SDT-6D: Fully Sparse Depth-Transformer for Staged End-to-End 6D Pose Estimation in Industrial Multi-View Bin Picking
Nico Leuze, Maximilian Hoh, Samed Doğan, Nicolas R. -Peña, Alfred Schoettl
TL;DR
This work tackles robust 6D pose estimation in cluttered industrial bin-picking by proposing SDT-6D, a fully sparse, depth-only, multi-view framework. It fuses depth maps into either a fine-grained point cloud or a sparse TSDF, then uses a staged RoI and objectness heatmap, plus a density-aware sparse transformer, to focus computation on foreground regions; a novel per-voxel voting head yields simultaneous poses for multiple objects, refined by ICP. Key contributions include a fully sparse 3D representation, a two-stage heatmap mechanism, a dual-branch sparse transformer, and a per-voxel voting strategy that scales to arbitrary object counts while preserving high geometric fidelity. The approach achieves competitive results on IPD and MV-YCB-SymMovCam, demonstrating strong performance in highly cluttered, multi-view bin-picking scenarios and highlighting the practicality of depth-only, scene-adaptive 6D pose estimation with efficient memory use.
Abstract
Accurately recovering 6D poses in densely packed industrial bin-picking environments remain a serious challenge, owing to occlusions, reflections, and textureless parts. We introduce a holistic depth-only 6D pose estimation approach that fuses multi-view depth maps into either a fine-grained 3D point cloud in its vanilla version, or a sparse Truncated Signed Distance Field (TSDF). At the core of our framework lies a staged heatmap mechanism that yields scene-adaptive attention priors across different resolutions, steering computation toward foreground regions, thus keeping memory requirements at high resolutions feasible.
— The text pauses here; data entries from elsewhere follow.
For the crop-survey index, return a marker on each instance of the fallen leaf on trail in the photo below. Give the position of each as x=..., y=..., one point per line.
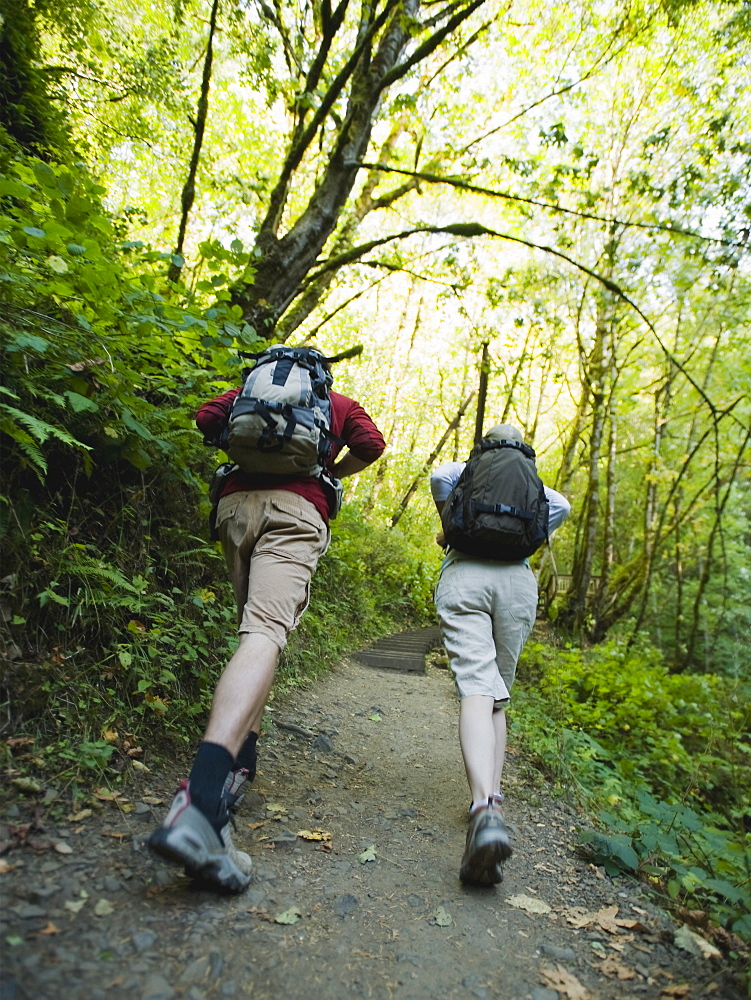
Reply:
x=563, y=981
x=77, y=817
x=612, y=967
x=75, y=905
x=28, y=785
x=105, y=795
x=604, y=918
x=529, y=904
x=693, y=943
x=442, y=918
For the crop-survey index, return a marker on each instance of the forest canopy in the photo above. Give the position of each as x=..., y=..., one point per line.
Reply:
x=562, y=187
x=525, y=212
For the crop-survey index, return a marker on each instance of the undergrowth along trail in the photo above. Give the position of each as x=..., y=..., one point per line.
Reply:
x=356, y=825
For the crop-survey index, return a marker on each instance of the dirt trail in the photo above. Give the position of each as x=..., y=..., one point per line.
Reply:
x=370, y=758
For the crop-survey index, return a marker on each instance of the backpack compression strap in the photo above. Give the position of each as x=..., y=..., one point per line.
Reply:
x=503, y=508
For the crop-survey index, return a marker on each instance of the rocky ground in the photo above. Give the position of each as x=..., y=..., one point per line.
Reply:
x=356, y=825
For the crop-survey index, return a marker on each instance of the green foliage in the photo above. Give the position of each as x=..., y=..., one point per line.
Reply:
x=370, y=582
x=663, y=759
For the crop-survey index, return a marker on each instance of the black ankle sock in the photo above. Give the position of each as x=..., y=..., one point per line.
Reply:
x=210, y=769
x=248, y=756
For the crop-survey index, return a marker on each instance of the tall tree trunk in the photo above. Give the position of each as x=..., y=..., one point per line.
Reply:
x=280, y=264
x=482, y=394
x=404, y=502
x=199, y=129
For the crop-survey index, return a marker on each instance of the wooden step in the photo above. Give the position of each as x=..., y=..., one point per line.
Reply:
x=402, y=651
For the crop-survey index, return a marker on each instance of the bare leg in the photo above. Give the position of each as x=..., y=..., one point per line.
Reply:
x=479, y=738
x=499, y=724
x=242, y=691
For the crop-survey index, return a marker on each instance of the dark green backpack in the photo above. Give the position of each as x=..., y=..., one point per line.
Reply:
x=498, y=508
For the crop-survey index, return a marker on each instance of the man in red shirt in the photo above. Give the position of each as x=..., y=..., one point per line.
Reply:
x=273, y=534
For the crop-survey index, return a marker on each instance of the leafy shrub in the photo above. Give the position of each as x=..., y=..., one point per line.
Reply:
x=663, y=760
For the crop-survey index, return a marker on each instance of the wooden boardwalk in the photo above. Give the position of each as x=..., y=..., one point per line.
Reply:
x=403, y=651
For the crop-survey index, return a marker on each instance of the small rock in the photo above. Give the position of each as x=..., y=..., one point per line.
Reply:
x=345, y=904
x=543, y=993
x=196, y=972
x=156, y=987
x=254, y=896
x=143, y=940
x=560, y=954
x=284, y=837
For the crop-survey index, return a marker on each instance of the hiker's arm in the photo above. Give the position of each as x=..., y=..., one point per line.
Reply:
x=442, y=482
x=349, y=465
x=362, y=438
x=559, y=509
x=212, y=416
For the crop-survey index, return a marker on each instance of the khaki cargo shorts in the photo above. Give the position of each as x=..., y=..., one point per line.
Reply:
x=486, y=609
x=272, y=541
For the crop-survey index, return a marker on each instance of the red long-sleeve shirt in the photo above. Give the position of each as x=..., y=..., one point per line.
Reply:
x=349, y=422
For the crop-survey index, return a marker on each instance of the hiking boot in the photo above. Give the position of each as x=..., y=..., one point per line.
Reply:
x=189, y=839
x=487, y=847
x=235, y=787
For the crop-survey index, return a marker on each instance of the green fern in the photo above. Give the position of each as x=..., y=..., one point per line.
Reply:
x=39, y=429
Along, we propose a density-aware sparse transformer block that dynamically attends to (self-) occlusions and the non-uniform distribution of 3D data. While sparse 3D approaches has proven effective for long-range perception, its potential in close-range robotic applications remains underexplored. Our framework operates fully sparse, enabling high-resolution volumetric representations to capture fine geometric details crucial for accurate pose estimation in clutter. Our method processes the entire scene integrally, predicting the 6D pose via a novel per-voxel voting strategy, allowing simultaneous pose predictions for an arbitrary number of target objects. We validate our method on the recently published IPD and MV-YCB multi-view datasets, demonstrating competitive performance in heavily cluttered industrial and household bin picking scenarios.